The university has eleven undergraduate and graduate schools. Georgetown’s main campus is on a hill above the Potomac River and identifiable by Healy Hall, a National Historic Landmark. It is classified among R1: Doctoral Universities – Very high research activity and its undergraduate admissions is considered highly selective. The university offers degree programs in forty-eight disciplines, enrolling an average of 7,500 undergraduate and 10,000 graduate students from more than 135 countries. The school’s athletic teams are nicknamed the Hoyas and include a men’s basketball team, which is a member of the Big East Conference.
Notable alumni include 32 Rhodes Scholars, 46 Marshall Scholars, 33 Truman Scholars, 543 Fulbright Scholars, eight living billionaires, 25 U.S. governors, two U.S. Supreme Court Justices, and two U.S. Presidents, as well as international royalty and more than a dozen foreign heads of state. Georgetown has educated more U.S. diplomats than any other university, as well as many American politicians and civil servants.
In 1634, Jesuit settlers from England founded the Province of Maryland in colonial-era British America. In 1646, the defeat of the Royalists in the English Civil War led to stringent laws against Catholic education and the extradition of known Jesuits from the colony, including missionary Andrew White, and the destruction of their school at Calverton Manor. During most of the remainder of Maryland’s colonial period, Jesuits conducted Catholic schools clandestinely. Following the end of the American Revolutionary War, plans to establish a permanent Catholic institution for education in the United States were realized.

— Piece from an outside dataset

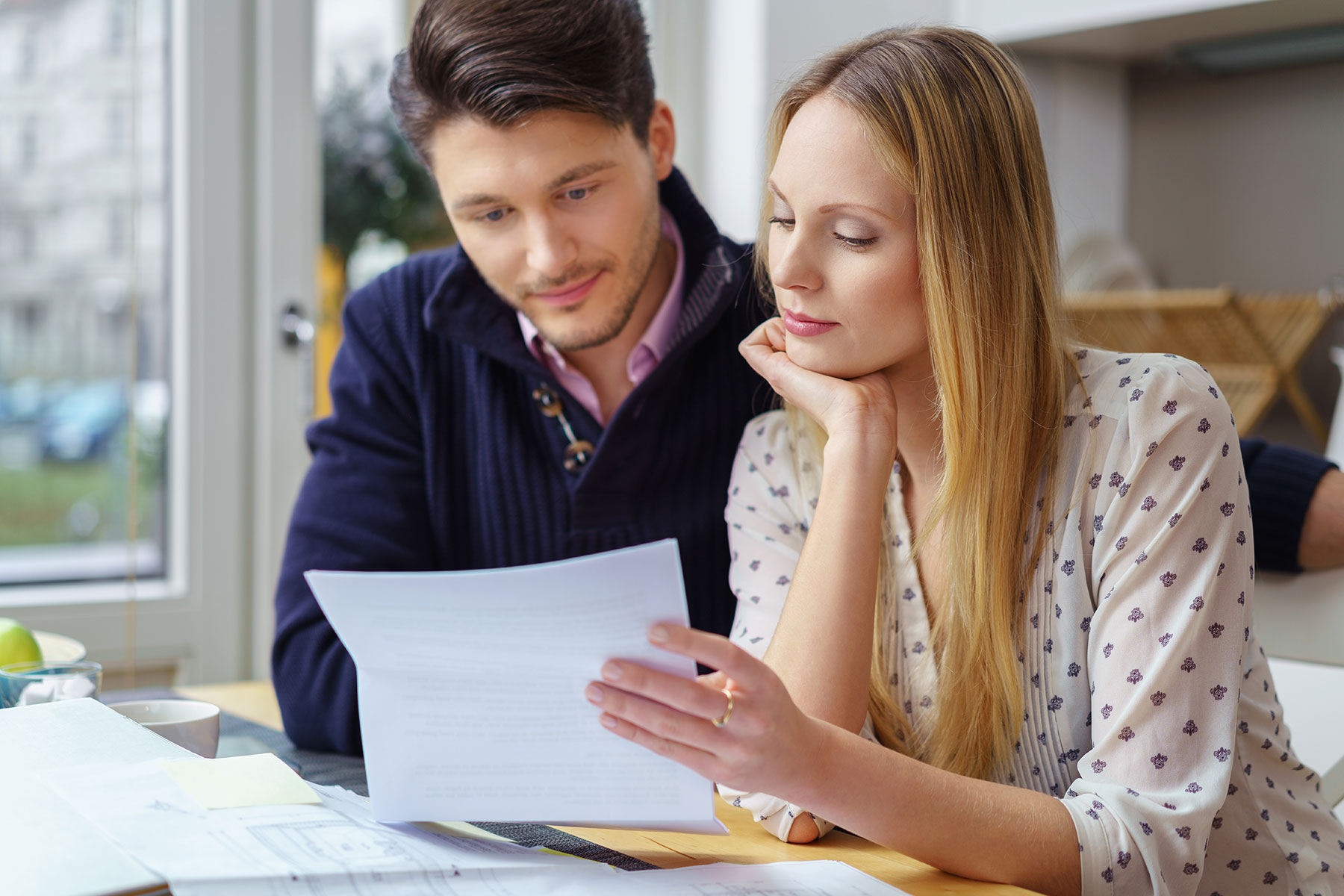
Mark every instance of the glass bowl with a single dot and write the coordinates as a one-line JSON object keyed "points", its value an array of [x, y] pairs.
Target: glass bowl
{"points": [[23, 684]]}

At Benjamin Franklin’s recommendation, Pope Pius VI appointed former Jesuit John Carroll the first head of the Catholic Church in the United States, even though the papal suppression of the Jesuit order was still in effect. Carroll began meetings of local clergy in 1783 near Annapolis, where they orchestrated the development of a new university. On January 23, 1789, Carroll finalized the purchase of the property in Georgetown on which Dahlgren Quadrangle was later built. Future Congressman William Gaston was enrolled as the school’s first student on November 22, 1791, and instruction began on January 2, 1792.